Vervolgens is namens eiser op 23 april 1998, aangevuld bij brief van 22 juli 1998, tegen voornoemd besluit bezwaar gemaakt. Daarbij is onder meer aangevoerd dat eiser, ervan uitgaande dat hij een hogere uitkering dan zijn bijstandsuitkering zou ontvangen, uitgaven heeft gedaan die hij zich anders niet had gepermitteerd. Eiser meent dat dit een dringende reden oplevert om van terugvordering af te zien.
Bij brief van 28 september 1998 heeft eiser aan zijn gemachtigde nadere informatie verstrekt over voormelde telefoongesprekken. Aan eiser zou desgevraagd zijn meegedeeld dat hij maandelijks f.1.950,-- netto aan AAW/WAO-uitkering zou ontvangen. Eiser zou daarop verrast hebben gereageerd en de bedragen hebben genoemd die hij van Sociale Zaken en van zijn werk ontving zijnde f. 1.150,-- en f. 250,-- per maand. Aan eiser zou zijn meegedeeld dat wordt afgegaan op de cijfers van de werkgever. Tevens zou eiser zijn meegedeeld dat hij half december 1997 de nabetaling zou ontvangen. Toen de nabetaling lager was dan eiser aanvankelijk was meegedeeld, heeft eiser nogmaals met verweerder getelefoneerd waarbij is gezegd dat men zich kon voorstellen dat het bedrag tegenviel waarna uitleg is gegeven over de berekening. Eiser zou wederom hebben gezegd dat het bedrag meeviel in vergelijking met zijn voormalig inkomen. Vervolgens heeft eiser Sociale Zaken meegedeeld dat zijn bijstandsuitkering kon worden beëindigd.”
De Raad voegt hieraan nog het volgende toe. Aan gedaagde is uit telefonisch contact met de werkgever van appellant in maart 1998 gebleken dat bij de vaststelling van het dagloon ten onrechte van de deeltijd-factor 96,8 in plaats van de factor 9,68 was uitgegaan. De aanvankelijk beëindigde bijstandsuitkering is met terugwerkende kracht met ingang van 5 september 1997 hersteld.

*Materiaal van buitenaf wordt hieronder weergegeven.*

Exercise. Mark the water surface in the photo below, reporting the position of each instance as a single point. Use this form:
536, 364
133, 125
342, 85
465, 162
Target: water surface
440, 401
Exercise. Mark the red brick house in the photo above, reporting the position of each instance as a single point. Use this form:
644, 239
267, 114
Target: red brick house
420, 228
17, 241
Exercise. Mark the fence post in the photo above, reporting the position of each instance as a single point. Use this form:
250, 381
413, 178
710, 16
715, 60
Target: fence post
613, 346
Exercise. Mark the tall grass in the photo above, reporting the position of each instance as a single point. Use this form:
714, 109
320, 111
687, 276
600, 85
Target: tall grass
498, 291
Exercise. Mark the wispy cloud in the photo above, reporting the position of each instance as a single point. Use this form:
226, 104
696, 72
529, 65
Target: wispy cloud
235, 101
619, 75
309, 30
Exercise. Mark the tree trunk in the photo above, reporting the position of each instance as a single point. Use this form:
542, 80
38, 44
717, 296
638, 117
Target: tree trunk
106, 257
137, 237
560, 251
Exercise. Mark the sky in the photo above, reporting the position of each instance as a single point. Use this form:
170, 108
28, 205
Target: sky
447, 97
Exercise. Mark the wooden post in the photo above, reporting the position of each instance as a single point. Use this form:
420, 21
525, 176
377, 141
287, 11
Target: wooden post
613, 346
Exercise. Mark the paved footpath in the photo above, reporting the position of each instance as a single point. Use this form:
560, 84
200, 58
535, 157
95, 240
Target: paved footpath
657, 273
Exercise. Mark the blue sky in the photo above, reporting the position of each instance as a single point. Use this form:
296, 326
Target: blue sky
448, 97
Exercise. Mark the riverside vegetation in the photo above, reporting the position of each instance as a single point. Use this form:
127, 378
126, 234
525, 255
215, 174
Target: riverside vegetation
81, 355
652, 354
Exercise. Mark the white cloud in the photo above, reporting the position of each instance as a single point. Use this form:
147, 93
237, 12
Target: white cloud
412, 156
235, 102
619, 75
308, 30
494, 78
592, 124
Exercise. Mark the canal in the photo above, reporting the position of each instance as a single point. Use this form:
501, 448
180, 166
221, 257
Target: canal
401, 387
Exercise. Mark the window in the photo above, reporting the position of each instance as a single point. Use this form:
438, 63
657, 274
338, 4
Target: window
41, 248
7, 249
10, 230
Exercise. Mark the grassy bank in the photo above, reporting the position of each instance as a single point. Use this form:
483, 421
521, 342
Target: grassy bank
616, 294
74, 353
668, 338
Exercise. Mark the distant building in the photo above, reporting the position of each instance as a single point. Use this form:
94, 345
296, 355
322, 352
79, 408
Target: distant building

In dit geding dient in de eerste plaats de vraag te worden beantwoord of gedaagde terecht met ingang van 5 september 1997 het dagloon waarnaar de aan appellant toegekende uitkering krachtens de Wet op de arbeidsongeschiktheidsverzekering (WAO) werd berekend, met terugwerkende kracht tot 5 september 1997 van f. 193,54 tot f. 19,80 heeft verlaagd.
In hoger beroep is van de kant van appellant ter zake onder meer het volgende aangevoerd:
" Volgens artikel 36a, eerste lid, aanhef en onder c, van de WAO, herziet het Lisv een besluit tot toekenning van arbeidsongeschiktheidsuitkering indien de uitkering anderszins tot een te hoog bedrag is verleend.
Volgens het Besluit herziening en intrekking uitkeringen zoals dat gold in de periode van 1 januari 1998 tot 1 augustus 1998 wordt, in geval het betrokkene niet redelijkerwijs duidelijk was of kon zijn dat ten onrechte of tot een te hoog bedrag uitkering werd verstrekt, de beslissing herzien of ingetrokken met ingang van de datum waarop het uitvoeringsorgaan belanghebbende voor het eerst kenbaar heeft gemaakt dat hem ten onrechte of teveel is verstrekt.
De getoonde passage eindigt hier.